Six of the ten most costly disasters happened in Asia, many of them associated with an unusually prolonged and wet monsoon season. The charity estimates that floods in China cost US$32 billion, while extended rains in India cost US$10bn. Cyclone Amphan, which in May hit the Bay of Bengal region – one of the world’s most densely populated areas – caused losses valued at US$13bn.
“Covid-19 has an expiry date, climate change does not, and failure to ‘green’ the global economic recovery now will increase costs for society in future”
In Africa, unusually heavy rains and changing wind patterns are considered to have been the main factors behind devastating infestations of locusts, which caused an estimated US$8.5bn of damage to crops in Kenya and other East African countries.
In its latest update on locust breeding and movement patterns, the UN’s Food and Agriculture Organisation warns that swarms are likely to continue devastating crops across the Arabian peninsula and in East Africa in the weeks ahead.
Christian Aid says its calculations of financial losses resulting from climate crisis-related events are likely to be an underestimate. “Most of these estimates are based only on insured losses, meaning the true financial costs are likely to be higher”, the report says.
Insurance is a very unequal business: much of the property and economic infrastructure of the developing world is not insured, with the bulk of cover being in the US, Europe and other leading economies.
Australian toll
Swiss Re is one of the world’s biggest insurance groups. Its preliminary estimate of global insurance losses as a result of both what it terms natural catastrophes and man-made disasters in 2020 amounts to US$83bn, up 40% on the previous year. A large chunk of those losses resulted from claims related to extreme weather events in the US.
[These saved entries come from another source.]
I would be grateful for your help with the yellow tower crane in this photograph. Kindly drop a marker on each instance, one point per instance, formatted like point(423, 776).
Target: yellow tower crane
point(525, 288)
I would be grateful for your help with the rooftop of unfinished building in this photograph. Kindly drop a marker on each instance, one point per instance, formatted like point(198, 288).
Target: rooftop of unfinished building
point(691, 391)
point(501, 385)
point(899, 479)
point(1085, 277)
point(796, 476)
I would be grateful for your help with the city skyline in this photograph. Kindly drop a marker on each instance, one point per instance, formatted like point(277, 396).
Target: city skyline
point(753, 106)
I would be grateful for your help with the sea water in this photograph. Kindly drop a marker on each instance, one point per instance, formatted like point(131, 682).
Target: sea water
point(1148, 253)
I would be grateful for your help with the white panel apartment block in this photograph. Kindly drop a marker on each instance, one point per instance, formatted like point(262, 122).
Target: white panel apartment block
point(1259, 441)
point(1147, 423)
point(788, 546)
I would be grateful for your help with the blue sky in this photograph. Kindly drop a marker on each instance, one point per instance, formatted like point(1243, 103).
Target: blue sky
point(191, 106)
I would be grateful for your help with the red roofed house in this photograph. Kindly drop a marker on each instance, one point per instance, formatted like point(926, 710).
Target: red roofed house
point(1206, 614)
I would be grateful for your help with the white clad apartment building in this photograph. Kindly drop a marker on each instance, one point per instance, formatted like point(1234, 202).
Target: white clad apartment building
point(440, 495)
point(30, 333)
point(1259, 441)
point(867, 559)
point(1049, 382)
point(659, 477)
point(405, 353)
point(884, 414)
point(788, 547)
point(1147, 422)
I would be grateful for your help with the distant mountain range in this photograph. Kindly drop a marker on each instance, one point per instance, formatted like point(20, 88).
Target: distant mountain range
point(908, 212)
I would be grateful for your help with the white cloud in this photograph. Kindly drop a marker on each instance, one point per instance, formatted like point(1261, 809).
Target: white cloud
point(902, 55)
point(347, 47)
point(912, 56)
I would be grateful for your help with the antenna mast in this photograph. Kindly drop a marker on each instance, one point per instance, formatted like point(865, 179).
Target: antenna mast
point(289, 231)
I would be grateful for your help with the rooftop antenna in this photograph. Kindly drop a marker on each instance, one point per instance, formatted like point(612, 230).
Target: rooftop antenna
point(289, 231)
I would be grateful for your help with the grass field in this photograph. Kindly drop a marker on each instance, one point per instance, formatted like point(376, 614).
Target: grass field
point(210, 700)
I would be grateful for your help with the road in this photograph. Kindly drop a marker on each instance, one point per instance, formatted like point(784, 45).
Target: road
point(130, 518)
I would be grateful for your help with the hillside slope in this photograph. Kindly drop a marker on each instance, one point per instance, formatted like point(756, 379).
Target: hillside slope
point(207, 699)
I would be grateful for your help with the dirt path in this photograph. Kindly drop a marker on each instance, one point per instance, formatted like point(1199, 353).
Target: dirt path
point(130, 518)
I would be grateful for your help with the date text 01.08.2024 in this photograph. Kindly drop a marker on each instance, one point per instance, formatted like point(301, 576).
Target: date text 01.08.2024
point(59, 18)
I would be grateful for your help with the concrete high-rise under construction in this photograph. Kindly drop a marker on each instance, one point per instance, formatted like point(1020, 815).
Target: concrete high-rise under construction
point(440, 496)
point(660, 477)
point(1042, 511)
“Losses were driven by a record number of severe convective storms (thunderstorms with tornadoes, floods and hail) and wildfires in the US”, says Swiss Re. Wildfires in Australia were another contributing factor.
The group says climate change is likely to exacerbate what it calls secondary peril events, as more humid air and rising temperatures create extreme weather conditions, which in turn will result in more frequent wildfires, storm surges and floods.
“While Covid-19 has an expiry date, climate change does not, and failure to ‘green’ the global economic recovery now will increase costs for society in future”, says Jerome Jean Haegeli, Swiss Re’s chief economist.